Ich kann Dir aber aus eigener Erfahrung bestätigen: Es passieren gute und weniger gute Dinge, jeden Tag. Die Magischen Zwänge können aber weder die guten Ereignisse produzieren, noch die weniger guten verhindern. Stattdessen rauben sie dem Betroffenen (und seinen Angehörigen) Lebensqualität. Und das nicht zu knapp. Je früher man damit beginnt, das Rad zurückzudrehen, desto besser.

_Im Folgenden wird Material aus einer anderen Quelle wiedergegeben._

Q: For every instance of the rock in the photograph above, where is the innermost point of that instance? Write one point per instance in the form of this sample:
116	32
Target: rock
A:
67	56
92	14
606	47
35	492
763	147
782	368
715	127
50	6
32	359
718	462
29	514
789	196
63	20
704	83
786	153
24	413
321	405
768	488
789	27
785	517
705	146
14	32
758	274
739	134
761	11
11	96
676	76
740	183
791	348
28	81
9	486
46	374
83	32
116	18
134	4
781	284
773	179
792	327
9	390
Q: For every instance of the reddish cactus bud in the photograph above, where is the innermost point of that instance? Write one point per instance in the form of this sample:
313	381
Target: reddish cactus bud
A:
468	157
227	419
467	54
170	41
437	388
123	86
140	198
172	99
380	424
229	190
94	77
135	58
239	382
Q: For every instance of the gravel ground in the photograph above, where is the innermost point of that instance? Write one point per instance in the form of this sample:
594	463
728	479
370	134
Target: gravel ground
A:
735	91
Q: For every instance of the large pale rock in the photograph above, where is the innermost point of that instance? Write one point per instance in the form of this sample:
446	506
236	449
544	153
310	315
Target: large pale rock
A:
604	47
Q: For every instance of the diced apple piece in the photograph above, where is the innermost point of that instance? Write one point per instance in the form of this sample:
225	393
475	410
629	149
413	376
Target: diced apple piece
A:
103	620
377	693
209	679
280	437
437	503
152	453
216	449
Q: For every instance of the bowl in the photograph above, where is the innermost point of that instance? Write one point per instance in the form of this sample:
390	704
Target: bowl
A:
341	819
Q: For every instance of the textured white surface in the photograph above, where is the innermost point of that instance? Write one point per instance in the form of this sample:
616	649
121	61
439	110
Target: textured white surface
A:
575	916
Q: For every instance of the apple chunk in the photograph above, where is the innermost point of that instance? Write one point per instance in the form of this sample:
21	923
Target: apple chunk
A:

Was Deine Rolle angeht: Ja, es ist wichtig, Verständnis zu zeigen. Wer sich unverstanden fühlt, macht sowieso zu. Bist Du einfühlsam, ist es also gut. Es hilft aber bei der Bewältigung dieser Krankheit tatsächlich nur "Radikalisierung": Sich also nicht instrumentalisieren zu lassen und den Zwängen somit auch nicht noch vermeintlich Berechtigung, Bedeutung und Sinn zu geben.

Gruß, Markus
family2007
Beiträge: 2
Registriert: Fr 28. Feb 2020, 11:35

Re: wie kann ich meinem Mann helfen?

Beitrag von family2007 »

Hallo Markus,

vielen Dank für deine Antwort! Also sollte ich zunächst weiter Verständnis ihm gegenüber zeigen und einfühlsam sein? Das versuche ich bereits. Allerdings bin ich manchmal dann auch etwas genervt wenn ich Dinge zum 7.mal wiederholen muss:-(
Aber ich bin froh, dass er selbst gemerkt hat, dass er ohne Hilfe aus den Zwängen nicht mehr rauskommt und hoffe,dass ihm seine Therapeutin helfen kann. Er meinte,dass es eine Langzeittherapie wird und der Zwang am Anfang der Therapie schlimmer wird bevor er "bekämpft" wird.
Hat jemand Erfahrung damit?
Viele Grüße
Alpha Centauri
Beiträge: 35
Registriert: Di 17. Apr 2018, 19:21

Re: wie kann ich meinem Mann helfen?

Beitrag von Alpha Centauri »

Hi!

Wie gesagt: Einfühlsam sein, aber trotzdem nicht Teil des Zwansapparates werden, sondern immer wieder klar sagen, dass es Nonsens ist und sich deutlich davon abgrenzen. Er wird nur erfolgreich in der Bewältigung sein, wenn er dem Drang, die Rituale auszuüben, trotz aller Unsicherheit widersteht. Fühlt sich zunächst mies an, aber die Konditionierung machts dann.
Mutter123
Beiträge: 17
Registriert: Sa 19. Okt 2019, 18:58

Re: wie kann ich meinem Mann helfen?

Beitrag von Mutter123 »

Hallo,

aus meiner Erfahrung als Angehörige kann ich sagen, dass für mich drei Dinge wirklich hilfreich waren/sind:
1. eine geeignete Therapeutin finden, die auf Zwangserkrankungen spezialisiert ist. Bei der deutschen Gesellschaft Zwangserkrankungen e.V. erhält man eine Liste mit geeigneten Therapeuten.
2. sich selber umfassend über das Krankheitsbild informieren über Bücher, Podcasts u.ä.
3. Abgrenzung und Selbstfürsorge: eine zwangserkrankte Person in der Familie zu haben, bedeutet eine unheimlich Belastung-schafft Euch Freiräume, unternehmt schöne Dinge, nehme Dir bewusst Zeit für die Kinder

LG und viel Kraft!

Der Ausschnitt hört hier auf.